The Southampton Water Owers, Shown With
Stubbington, Bedenham and The Cams
The Cams in Relation to Cymenesora/Wittering
So, two candidates for Arthur's Camlan battle: the ASC's Cymenesora (Wittering) or The Cams on Portsmouth Harbour. Which one is the right site?
I believe the answer lies in the ASC, There, we learn that Cerdic makes it no further north into Hampshire than Charford on the Avon. After that, his actions are confined to thew Isle of Wight. It seems unlikely that he had consolidated some kind of conquest in the Avon Valley. Instead, the withdrawal to Wight might have been the result of his being driven out of Hampshire. A clue that this may have been the case is the battle of his nefan Stuf and Wihtgar at Cerdicesora in 514. Cerdicesora, named for Cerdic, was the first battle site of Cerdic and his son, Cynric, in 495.
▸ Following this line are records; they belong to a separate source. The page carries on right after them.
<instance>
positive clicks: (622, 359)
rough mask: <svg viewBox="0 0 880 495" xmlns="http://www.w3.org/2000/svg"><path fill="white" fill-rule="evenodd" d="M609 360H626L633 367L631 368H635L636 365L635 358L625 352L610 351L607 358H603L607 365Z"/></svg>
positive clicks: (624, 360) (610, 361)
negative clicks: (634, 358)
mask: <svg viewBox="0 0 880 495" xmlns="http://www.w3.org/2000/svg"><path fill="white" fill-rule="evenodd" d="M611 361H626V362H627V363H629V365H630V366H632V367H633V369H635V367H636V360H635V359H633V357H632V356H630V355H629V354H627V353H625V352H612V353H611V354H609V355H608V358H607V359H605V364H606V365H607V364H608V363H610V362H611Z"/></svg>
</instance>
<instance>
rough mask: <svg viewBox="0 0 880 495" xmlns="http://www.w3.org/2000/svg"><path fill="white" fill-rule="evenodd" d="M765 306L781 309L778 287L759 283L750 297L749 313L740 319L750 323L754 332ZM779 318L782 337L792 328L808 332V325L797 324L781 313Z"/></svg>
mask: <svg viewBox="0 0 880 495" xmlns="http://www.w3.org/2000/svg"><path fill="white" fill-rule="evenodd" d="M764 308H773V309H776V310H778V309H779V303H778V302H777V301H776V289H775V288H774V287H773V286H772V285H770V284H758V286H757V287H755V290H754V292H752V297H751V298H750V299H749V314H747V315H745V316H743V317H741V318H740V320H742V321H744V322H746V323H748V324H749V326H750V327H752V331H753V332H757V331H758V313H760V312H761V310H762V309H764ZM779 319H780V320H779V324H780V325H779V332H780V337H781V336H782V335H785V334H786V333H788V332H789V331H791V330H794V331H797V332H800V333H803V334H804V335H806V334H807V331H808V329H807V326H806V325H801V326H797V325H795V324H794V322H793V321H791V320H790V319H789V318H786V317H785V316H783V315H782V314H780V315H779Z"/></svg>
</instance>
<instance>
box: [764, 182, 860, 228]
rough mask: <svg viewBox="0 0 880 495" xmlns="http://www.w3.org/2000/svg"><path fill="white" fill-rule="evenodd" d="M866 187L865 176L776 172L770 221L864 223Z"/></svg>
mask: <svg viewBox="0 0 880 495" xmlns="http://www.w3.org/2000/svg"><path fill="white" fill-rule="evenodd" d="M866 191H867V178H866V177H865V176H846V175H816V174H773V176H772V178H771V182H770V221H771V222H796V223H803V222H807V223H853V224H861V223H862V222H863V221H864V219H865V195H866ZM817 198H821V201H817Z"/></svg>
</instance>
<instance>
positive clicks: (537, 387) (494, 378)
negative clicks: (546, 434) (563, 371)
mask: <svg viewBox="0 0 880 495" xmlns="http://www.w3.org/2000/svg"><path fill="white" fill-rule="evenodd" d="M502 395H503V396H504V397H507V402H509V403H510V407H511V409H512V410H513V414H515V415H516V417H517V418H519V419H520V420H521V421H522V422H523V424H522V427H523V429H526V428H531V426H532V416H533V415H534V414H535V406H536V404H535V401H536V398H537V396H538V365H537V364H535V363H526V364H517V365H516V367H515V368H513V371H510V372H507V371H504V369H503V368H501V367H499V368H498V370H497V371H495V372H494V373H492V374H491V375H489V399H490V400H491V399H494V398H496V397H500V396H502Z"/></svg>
Notice that The Cams are quite close to not only Stubbington, but also to Bedenham. The latter is named for the Bieda (= Beda, Baeda) who takes part in the ASC battle of 501 (the original 'Badon' of Arthur, before it became confused with Bath of ASC A.D. 577).
Clearly, renewed efforts were having to be made to once again penetrate into the interior of the mainland. The second Cerdicesora battle seems not to have been successful. We can surmise, then, that once Wight was secured beyond any doubt, Cerdic tried once again to move north into what had once been the Belgic kingdom of the Atrebates. It does not make sense for him to have sought success in West Sussex, i.e. at Wittering/Cymenesora.
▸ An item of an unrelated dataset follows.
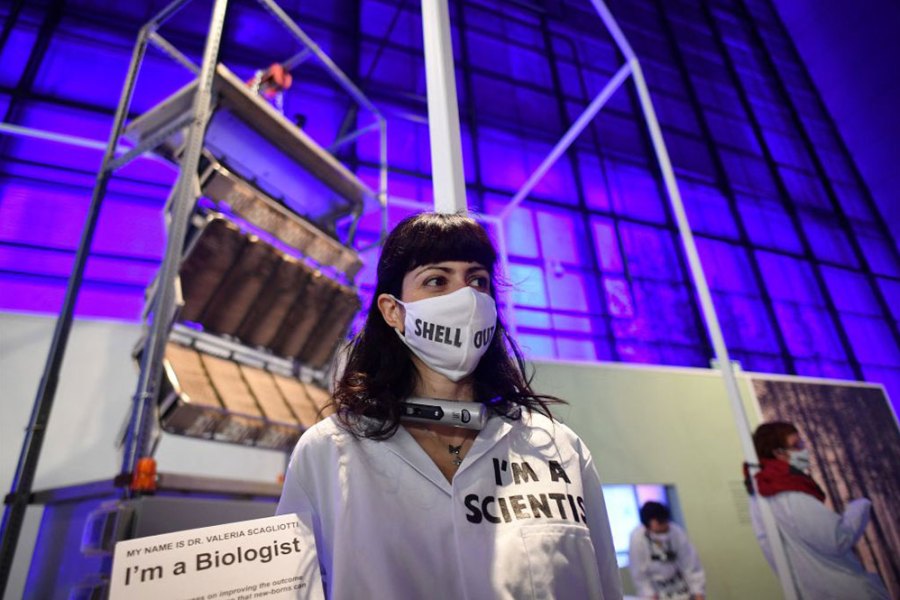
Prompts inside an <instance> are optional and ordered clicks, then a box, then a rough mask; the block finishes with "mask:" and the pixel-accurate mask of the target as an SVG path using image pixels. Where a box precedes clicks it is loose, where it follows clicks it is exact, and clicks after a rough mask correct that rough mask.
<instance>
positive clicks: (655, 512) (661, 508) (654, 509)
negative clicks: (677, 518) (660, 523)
mask: <svg viewBox="0 0 900 600" xmlns="http://www.w3.org/2000/svg"><path fill="white" fill-rule="evenodd" d="M654 519H656V520H657V521H659V522H660V523H668V522H669V521H671V520H672V513H671V512H670V511H669V507H668V506H666V505H665V504H661V503H659V502H653V501H650V502H646V503H644V506H642V507H641V523H643V525H644V527H650V521H652V520H654Z"/></svg>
Instead, he chose to go to the next harbour immediately to the east of Southampton Water. This was still in what is now Hampshire. Cymenesora/Wittering was the scene of a significant battle precisely because it represented the furthermost western extent of the Kingdom of Sussex. The boundaries of primitive Sussex were traditionally drawn by the battles listed in the ASC. These occur at Wittering in the extreme west, at Lancing in the south-central, at the River Rother (British Limes, mistakenly associated with Latin limes and thus called Mearcredsburna by the Saxons) in the north and at Pevensey in the east. There is simply no justification for placing Cerdic in this region.
Unfortunately, things did not go well for Cerdic in his attempt to establish a beachhead at The Cams. He met his death there at the hands of Modred of Amesbury (see prior blog posts and my upcoming book THE KING OF STONEHENGE).